Training on Historical Data and Testing on 2022 Data
3.1 Introduction
To better understand the impacts of orange line shutdown and the free bluebike program on bikeshare ridership, we first develop a model trained by hiostorical data of 2021 ridership only and test this model on 2022 to see what regions would have highest percentage errors. This modeling method can test our hypothesis that the rise in ridership in the summer of 2022 is related to orange line shutdown from a geospatial persoective and to free bluebike program from an equity point of view. Therefore, we’re specifically looking for the spatial distribution of predictive errors in areas near orange line stations and in low-income neighborhoods.

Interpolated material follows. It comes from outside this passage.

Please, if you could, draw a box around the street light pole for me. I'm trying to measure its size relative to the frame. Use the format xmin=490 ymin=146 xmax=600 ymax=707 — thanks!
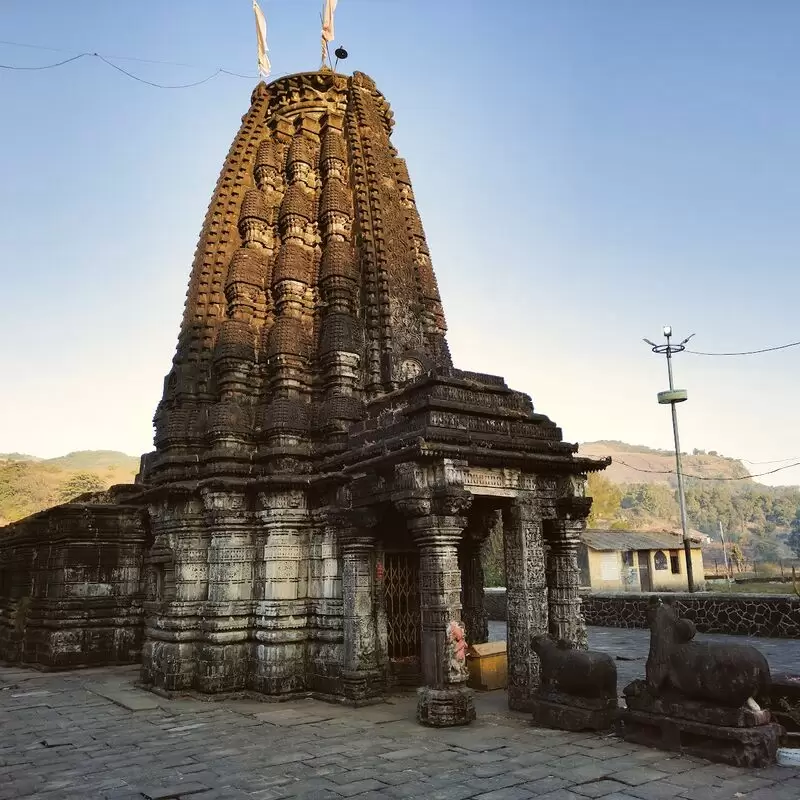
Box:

To develop the model using histroical data, we first split the 2021 ridership data into the train and test datasets and we use the log values for modeling. We also use transformers including SimpleImputer to fill missing values with the median and to standardize values. We then use random forest with a 5-fold cross validation to find the best parameter with 200 estimators and the depth of 0.
3.2 Accuracy
We then change the test data to the 2022 ridership and use the previous model to predict ridership in 2022. Compared to the percentage errors for 2021 ridership, the generalizability of the model is not so good when we directly apply the model to 2022 data. The test score decreases from 0.88 to 0.8.
3.3 Errors in 2021
We first test the model on the 0.3 split of 2021 data, and receive a test score of 0.88. This score is good enough for us to proceed with this model. We then calculate the percentage error of each station and aggregate errors to census tracts. The plot below shows the choropleth map based on a quintitle category of percentage errors.
3.4 Erros in 2022
The map below shows the spatial distribution of percentage errors for 2022 ridership data. Compared to the previous map, the percentage errors for 2022 ridership increase along the orange line especially in the south-west region which also has a higher concentration of low-income communities. This model supports our hypothesis that the increase of bikeshare ridership in 2022 is related to the orange line shutdown and free bluebike program.